If the money is returned to the people as equal dividends per person, the policy’s net impact is progressive: the poor receive more in dividends than they pay in higher fuel prices, while the rich pay more than they get back as dividends for the simple reason that they consume more of just about everything, including carbon. Calculations reveal that the majority of households in every state would be better off under such a policy.
A carbon price-and-dividend policy would not only make a modest contribution to reducing income inequality, but would also help to ensure that carbon pricing remains politically sustainable even as higher fuel prices kick in across the economy. In this respect, as Suresh Naidu wrote a few years ago, “[t]he political economy of climate change looks a whole lot like the political economy of redistribution.” Who will come out ahead depends on who will get the revenue from a price on carbon.
No Free Rides for Polluters
There’s no need to rely solely on carbon prices to solve the problem, but they’re surely part of the solution. In fact, when we decide as a society to use prices as a remedy for externalities, we invariably combine them with regulations. For example, when we install parking meters to allocate scarce parking space along our streets, we also have rules about parking between the lines in designated spaces. A combination of prices and rules can be applied to parking carbon in the atmosphere, too.
Regulations, like fuel economy standards for automobiles or the Clean Power Plan for electricity producers, can be important tools in pushing technological change in specific directions. Regulations, like prices, provide incentives — but only to comply with the regulations, nothing more. These alone have proven inadequate to address the climate crisis. Carbon pricing provides incentives to reduce the use of fossil fuels across the board — oil, coal and natural gas alike — and also to figure out new ways to reduce their use.
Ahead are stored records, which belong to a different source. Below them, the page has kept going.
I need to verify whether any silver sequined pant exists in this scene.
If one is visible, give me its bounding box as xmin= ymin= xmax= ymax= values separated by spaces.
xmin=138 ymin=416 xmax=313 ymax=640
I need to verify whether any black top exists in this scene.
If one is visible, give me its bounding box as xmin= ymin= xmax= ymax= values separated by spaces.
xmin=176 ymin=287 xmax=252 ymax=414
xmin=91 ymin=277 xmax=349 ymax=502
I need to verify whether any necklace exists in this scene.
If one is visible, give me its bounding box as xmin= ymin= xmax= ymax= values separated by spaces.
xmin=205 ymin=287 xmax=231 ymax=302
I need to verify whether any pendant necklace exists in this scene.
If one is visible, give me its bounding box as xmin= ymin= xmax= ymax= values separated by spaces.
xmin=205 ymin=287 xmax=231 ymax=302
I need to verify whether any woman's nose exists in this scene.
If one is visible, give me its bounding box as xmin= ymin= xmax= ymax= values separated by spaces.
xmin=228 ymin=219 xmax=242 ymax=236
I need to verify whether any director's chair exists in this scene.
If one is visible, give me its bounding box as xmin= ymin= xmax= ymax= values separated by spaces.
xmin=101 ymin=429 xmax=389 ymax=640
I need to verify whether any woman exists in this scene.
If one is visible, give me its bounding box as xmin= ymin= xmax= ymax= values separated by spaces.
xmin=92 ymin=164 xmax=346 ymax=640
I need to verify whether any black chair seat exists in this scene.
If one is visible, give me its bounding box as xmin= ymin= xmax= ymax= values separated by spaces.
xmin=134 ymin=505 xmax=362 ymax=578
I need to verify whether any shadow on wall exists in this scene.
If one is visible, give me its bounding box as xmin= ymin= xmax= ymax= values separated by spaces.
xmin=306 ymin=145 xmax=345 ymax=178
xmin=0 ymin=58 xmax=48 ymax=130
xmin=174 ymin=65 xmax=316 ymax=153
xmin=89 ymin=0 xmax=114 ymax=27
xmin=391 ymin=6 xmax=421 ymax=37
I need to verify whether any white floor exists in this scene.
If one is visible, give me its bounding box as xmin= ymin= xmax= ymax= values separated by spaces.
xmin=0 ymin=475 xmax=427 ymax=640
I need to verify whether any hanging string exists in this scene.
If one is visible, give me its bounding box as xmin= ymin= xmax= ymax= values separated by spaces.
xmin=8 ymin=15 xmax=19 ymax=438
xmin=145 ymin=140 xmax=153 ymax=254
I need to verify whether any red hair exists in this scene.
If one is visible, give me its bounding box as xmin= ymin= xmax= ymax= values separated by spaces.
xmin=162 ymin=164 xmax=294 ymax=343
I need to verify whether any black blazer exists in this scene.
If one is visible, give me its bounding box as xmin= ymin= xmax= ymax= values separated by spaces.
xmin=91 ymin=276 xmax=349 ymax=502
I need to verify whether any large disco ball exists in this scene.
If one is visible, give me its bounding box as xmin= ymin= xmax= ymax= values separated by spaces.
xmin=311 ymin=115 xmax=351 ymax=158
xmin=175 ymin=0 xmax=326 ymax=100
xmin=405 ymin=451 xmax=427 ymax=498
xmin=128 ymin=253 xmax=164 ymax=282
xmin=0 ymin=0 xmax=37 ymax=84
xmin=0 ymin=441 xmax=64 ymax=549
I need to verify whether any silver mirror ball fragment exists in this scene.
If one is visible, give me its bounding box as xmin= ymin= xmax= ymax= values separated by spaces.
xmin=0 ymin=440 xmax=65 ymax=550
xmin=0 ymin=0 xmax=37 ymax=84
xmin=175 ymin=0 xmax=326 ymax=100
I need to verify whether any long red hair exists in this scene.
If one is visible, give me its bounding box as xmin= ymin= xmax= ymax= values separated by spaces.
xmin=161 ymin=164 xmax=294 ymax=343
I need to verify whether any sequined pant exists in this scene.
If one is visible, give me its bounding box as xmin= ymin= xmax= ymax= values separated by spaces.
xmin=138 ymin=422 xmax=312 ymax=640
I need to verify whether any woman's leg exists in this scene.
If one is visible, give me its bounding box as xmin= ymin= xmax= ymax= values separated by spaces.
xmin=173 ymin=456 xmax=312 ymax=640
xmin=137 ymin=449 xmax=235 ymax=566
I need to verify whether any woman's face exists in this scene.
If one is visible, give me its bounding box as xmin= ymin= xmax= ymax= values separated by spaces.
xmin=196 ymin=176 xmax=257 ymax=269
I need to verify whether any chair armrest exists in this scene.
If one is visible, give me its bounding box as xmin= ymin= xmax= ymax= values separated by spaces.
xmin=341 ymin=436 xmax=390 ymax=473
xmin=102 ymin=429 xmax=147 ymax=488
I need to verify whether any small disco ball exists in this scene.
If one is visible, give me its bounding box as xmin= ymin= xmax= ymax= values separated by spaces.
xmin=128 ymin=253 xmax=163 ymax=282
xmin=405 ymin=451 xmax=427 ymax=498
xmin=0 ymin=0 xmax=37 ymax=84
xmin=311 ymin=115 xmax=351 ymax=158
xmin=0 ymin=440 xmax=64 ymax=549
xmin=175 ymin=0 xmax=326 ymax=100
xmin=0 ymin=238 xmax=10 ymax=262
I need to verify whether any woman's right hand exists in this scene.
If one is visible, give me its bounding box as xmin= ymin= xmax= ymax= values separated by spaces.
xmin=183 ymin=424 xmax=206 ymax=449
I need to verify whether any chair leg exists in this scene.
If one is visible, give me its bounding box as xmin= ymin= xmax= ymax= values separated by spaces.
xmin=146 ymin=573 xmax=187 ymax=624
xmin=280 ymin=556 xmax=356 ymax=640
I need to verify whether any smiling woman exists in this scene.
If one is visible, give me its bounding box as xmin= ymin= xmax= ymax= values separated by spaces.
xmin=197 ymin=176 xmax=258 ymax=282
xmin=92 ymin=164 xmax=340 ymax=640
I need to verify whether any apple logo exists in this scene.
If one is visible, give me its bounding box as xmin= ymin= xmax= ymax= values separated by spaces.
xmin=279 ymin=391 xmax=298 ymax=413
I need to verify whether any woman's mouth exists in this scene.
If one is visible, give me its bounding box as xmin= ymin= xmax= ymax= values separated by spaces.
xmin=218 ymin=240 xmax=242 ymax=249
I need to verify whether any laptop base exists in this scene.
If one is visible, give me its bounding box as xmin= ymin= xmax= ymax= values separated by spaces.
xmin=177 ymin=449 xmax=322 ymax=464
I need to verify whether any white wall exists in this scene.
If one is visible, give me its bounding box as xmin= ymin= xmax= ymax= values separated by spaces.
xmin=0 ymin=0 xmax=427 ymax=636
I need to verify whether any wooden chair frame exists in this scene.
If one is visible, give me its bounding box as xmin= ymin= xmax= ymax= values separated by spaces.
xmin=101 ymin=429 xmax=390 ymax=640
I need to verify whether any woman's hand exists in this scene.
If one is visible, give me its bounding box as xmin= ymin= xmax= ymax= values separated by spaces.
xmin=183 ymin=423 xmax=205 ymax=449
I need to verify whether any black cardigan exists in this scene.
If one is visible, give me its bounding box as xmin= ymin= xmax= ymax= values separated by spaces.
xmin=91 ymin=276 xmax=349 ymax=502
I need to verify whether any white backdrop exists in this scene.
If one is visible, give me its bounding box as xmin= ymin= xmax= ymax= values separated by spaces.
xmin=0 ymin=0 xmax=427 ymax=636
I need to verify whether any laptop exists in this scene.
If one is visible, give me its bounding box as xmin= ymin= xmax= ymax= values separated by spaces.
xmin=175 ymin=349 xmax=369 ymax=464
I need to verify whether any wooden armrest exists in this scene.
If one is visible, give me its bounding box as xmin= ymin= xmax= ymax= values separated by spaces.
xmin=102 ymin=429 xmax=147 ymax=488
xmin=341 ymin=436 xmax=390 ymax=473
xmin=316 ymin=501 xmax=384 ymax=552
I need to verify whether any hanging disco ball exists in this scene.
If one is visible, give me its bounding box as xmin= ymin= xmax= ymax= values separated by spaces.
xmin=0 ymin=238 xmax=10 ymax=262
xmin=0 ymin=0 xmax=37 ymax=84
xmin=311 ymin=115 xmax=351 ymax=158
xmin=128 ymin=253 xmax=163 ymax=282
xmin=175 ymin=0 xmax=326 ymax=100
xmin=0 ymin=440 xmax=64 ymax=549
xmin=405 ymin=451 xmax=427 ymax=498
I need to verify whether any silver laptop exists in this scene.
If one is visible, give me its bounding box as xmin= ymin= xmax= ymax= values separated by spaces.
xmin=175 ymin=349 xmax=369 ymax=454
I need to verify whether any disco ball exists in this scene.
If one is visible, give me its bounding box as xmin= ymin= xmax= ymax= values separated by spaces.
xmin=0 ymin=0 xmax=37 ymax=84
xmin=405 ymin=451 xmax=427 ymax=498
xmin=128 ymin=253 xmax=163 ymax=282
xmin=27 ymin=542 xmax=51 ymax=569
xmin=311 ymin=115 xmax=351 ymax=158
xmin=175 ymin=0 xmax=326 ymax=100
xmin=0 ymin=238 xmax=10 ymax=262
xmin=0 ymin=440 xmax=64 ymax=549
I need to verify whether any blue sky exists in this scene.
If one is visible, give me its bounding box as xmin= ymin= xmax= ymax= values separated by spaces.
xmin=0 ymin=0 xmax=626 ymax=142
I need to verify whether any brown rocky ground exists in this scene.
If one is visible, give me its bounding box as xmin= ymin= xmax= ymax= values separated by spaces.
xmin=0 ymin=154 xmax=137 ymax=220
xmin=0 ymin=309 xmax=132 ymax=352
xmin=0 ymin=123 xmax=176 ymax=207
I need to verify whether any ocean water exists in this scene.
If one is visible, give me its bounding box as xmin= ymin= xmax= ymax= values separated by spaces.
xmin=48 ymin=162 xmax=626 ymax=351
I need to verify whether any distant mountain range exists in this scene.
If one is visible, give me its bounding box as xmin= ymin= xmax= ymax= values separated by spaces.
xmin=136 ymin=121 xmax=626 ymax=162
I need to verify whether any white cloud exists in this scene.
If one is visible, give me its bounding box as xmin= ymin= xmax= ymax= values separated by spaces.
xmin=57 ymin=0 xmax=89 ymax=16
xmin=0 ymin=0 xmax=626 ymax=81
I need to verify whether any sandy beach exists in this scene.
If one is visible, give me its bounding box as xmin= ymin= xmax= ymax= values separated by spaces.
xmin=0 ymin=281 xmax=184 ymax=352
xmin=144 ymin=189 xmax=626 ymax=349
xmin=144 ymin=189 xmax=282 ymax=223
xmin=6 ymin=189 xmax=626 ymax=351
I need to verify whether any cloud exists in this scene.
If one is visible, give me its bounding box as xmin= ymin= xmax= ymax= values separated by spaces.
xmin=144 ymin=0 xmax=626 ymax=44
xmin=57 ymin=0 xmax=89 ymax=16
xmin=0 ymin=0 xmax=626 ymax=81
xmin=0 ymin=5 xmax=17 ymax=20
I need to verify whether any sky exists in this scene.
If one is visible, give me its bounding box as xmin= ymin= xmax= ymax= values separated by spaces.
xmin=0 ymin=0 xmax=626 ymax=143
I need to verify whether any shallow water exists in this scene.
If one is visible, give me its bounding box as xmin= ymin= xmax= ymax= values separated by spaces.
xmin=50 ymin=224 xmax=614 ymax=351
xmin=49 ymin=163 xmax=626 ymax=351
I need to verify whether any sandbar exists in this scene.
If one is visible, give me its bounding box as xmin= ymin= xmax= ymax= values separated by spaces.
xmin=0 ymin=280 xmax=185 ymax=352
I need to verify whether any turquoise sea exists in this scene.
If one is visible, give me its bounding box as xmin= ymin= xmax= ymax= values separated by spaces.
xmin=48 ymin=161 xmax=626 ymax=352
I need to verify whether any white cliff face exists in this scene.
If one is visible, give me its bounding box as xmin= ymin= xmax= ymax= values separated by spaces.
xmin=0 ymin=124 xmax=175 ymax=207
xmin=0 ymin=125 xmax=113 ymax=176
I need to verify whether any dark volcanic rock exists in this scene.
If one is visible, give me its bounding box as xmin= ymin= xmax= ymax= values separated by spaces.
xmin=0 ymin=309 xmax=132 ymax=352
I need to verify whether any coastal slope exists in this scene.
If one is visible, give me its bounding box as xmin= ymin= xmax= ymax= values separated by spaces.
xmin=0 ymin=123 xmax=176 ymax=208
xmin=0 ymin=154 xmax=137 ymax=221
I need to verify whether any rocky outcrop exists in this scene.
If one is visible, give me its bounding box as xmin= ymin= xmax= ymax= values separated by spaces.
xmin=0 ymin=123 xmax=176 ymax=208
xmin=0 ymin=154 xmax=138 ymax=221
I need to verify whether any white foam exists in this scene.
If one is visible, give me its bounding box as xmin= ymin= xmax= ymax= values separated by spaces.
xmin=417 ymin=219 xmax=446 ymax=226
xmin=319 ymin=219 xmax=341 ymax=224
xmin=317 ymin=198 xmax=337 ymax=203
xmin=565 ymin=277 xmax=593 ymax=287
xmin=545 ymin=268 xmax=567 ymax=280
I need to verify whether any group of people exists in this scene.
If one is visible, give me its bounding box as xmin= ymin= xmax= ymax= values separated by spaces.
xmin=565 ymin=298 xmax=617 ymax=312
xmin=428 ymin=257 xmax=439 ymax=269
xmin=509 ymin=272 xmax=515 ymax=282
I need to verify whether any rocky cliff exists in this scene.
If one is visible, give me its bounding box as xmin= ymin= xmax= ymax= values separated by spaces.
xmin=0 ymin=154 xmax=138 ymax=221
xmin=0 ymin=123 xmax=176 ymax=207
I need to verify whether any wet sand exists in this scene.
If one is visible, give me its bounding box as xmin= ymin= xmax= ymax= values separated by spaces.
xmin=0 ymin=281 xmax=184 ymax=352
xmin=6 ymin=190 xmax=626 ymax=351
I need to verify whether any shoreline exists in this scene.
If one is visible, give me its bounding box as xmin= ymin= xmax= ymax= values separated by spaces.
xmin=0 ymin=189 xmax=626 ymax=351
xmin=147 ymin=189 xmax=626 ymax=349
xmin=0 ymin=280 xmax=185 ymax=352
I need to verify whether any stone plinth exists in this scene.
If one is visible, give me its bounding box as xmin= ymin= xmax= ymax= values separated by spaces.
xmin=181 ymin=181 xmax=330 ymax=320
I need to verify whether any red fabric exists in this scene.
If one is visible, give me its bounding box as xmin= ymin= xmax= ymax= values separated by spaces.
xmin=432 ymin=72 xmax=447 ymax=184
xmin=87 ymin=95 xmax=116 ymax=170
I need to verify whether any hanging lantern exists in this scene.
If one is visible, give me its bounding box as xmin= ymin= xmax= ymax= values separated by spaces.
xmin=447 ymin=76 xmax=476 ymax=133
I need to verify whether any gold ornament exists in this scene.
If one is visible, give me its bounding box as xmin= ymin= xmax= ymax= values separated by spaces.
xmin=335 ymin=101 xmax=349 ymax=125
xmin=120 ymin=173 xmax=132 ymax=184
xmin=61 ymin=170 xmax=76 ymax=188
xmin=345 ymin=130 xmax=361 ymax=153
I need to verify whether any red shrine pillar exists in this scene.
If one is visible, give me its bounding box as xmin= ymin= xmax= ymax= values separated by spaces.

Regulations alone, in the absence of carbon pricing, are like dams against a river’s flow: they may hold the water in check, but it always wants to flow downhill — in this case, towards the cheapest energy source. Carbon pricing levels the terrain for clean energy. And it has the support of a majority of rank-and-file Republicans, whereas regulations do not.
Moreover, when regulations are the only game in town, polluters continue to use the scarce carbon absorptive capacity of the biosphere for free. Those who pollute the most get the biggest free ride. With carbon pricing, the polluters pay. If we design it right, the public gets the money via dividends, government revenue, or a combination of the two.
Putting a price on carbon by means of a tax or auctioned permits does not mean turning nature into a commodity, any more than installing parking meters turns our public streets into a commodity. It means protecting nature from abuse.
Implementing a carbon price and returning all or most of the money to the people as dividends, similar to the dividends that are paid annually by the State of Alaska to all its residents in the Alaska Permanent Fund — an institution that is supported across the state’s political spectrum — will curtail the use of fossil fuels and speed investments in energy efficiency and clean renewables. At the same time it will put a dent in inequality, by charging for use of our atmospheric wealth and returning the money to all of us on the principle that we own it in common. It’s a win for the environment, and a win for most people.
There is one powerful group for whom it’s not a win: owners of fossil fuel reserves. Keeping these under the ground will substantially reduce their value. This distributional conflict is at the heart of climate policy.